Shelter Emergency: 21 saved, but for three year old Bali, it was too late

Bali was the last of 22 cats to be rescued from high kill Devore Shelter near San Beranrdino, California.  Shelter administrators would not grant final needed extension.
Bali was the last of 22 cats to be rescued from high kill Devore Shelter near San Beranrdino, California. Shelter administrators would not grant final needed extension.
Facebook/Gary London

The week beginning Monday, July 21, 2014 was not a good one at the Devore Animal Shelter, near San Bernardino, California.

But for one unlucky impoundee it would be his last.

Devore Animal Shelter, located in Cajon Pass along Interstate 15 in southern California has a notorious history of controversy; there have been ongoing complaints and protests concerning their policies in regards to euthanasia of healthy and adoptable animals. Known in rescue circles as “high kill” in nature, they are only one of perhaps hundreds of similarly fatal holding tanks for thousands of unwanted, stray or otherwise excessively numerous animals of all varieties; former pets, wild (feral) cats, owner surrenders, injured/homeless animals, the list goes on and on.

On Monday morning (7/21) for unclear reasons, Devore Shelter Administrator Doug Smith had “red listed” some 22 cats in number, in other words, assigning certain death by euthanasia, unless rescuers/fosters/adopters could be found in short order. Rescue groups and concerned individuals in the region were alerted and were scrambling to get as many of these doomed cats out of Devore as quickly as possible.
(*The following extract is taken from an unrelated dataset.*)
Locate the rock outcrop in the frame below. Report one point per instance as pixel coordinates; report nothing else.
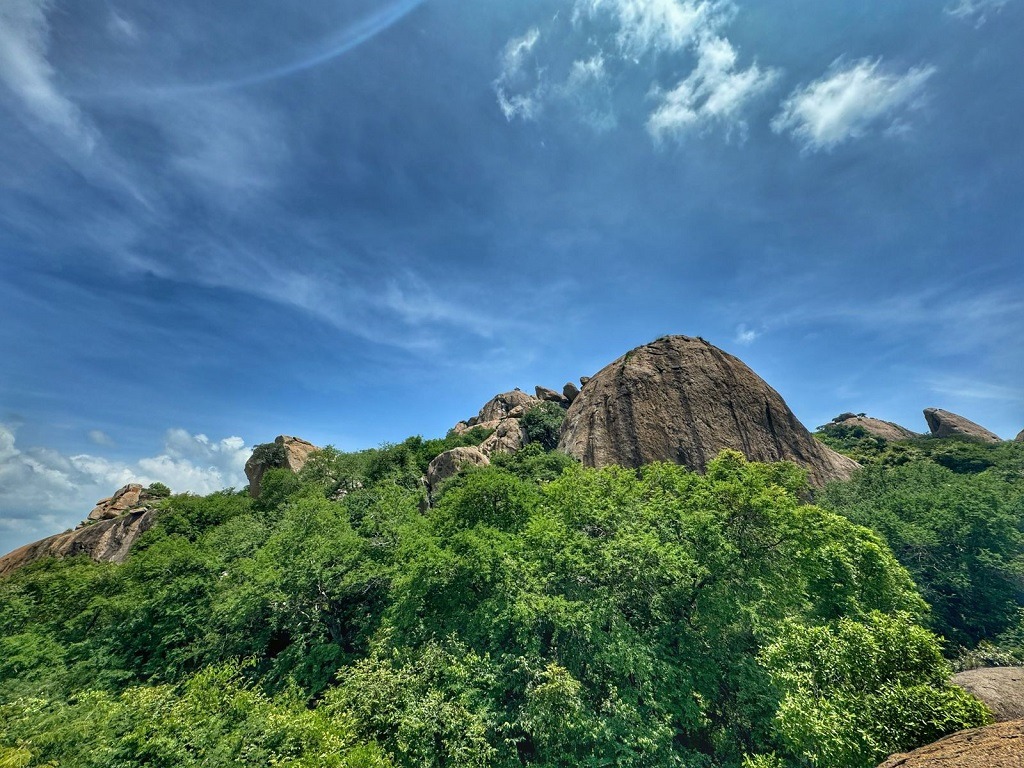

Facebook exploded with comments, mostly negative from the rescue community; it seemed there was no situation of overcrowding, one rescuer expressed his outrage concerning all the empty cages at Devore, reinforcing the ongoing and familiar perception that the shelter administration was once again engaging in the practice of “bullying” the local rescue community. The shelter's answer to inquiry regarding this was that “truckloads of cats” had been brought in, creating a space issue.
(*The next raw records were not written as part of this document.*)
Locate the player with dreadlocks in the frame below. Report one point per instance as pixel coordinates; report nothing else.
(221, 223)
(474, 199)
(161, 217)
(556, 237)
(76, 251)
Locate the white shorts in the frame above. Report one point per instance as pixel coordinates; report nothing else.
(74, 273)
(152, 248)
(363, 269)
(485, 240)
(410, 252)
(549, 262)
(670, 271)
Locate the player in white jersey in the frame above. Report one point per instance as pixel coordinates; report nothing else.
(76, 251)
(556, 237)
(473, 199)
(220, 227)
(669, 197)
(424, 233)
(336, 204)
The exact circumstances that day weren't fully known, but what was clear was that there had to be swift and immediate action. The strain upon the rescue community was enormous; Facebook comments by rescuers and others ranged from terse to desperate, and then elation each time a rescue was secured.
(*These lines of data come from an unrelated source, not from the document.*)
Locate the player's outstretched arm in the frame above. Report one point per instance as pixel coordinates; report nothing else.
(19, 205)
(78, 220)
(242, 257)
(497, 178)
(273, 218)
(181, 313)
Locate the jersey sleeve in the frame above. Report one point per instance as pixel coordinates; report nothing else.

This scenario played out over the next two to three days, and on Wednesday, July 23, there were only two cats left to be saved from death. Union Jack and Bali were still without a rescue plan. There were dozens, if not hundreds of concerned individuals nationwide trying to ensure a plan for these last two, and finally Union Jack's safety was secured, leaving Bali alone to face certain death.

It is well known in rescue circles that when an animal is confined for a significant period, the associated stress results in animal's vulnerability to disease. When this occurs, it is almost a certain death warrant for the animal in question; shelter caretakers will want to eliminate what could be a potential source of infection for healthy animals at the facility.

Such became the case with Bali; his status was changed to medical waiver, making it less likely for him to be adopted out. Extensions were granted in hopes that a rescue could be still be obtained, frantic efforts to save him could not be consummated to the shelter's satisfaction (within their desired time frame) although it is felt by rescuers that Bali's rescue was imminent. Calls were made directly to the shelter staff, but they were not willing to grant further extensions. It is believed California's Hayden law regarding required holding times when a rescue is imminent may have been violated by Devore's administration and there is strong support within the rescue community at this time to seek shelter administrator Doug Smith's termination.

The sad irony here is that what were once actually “shelters” have become nothing more than custodial holding tanks for the hundreds and thousands of unfortunate animals who are abandoned, discarded, or otherwise homeless or undesired. Euthanasia rates nationwide are excessive; some estimates place the percentages at 80 to 90 per cent, depending on location and interest and availability of local rescuers and concerned individuals. Some have even called for the term “shelter” to not be used anymore, as research seems to suggest that animals actually have a better chance of survival in a non controlled environment.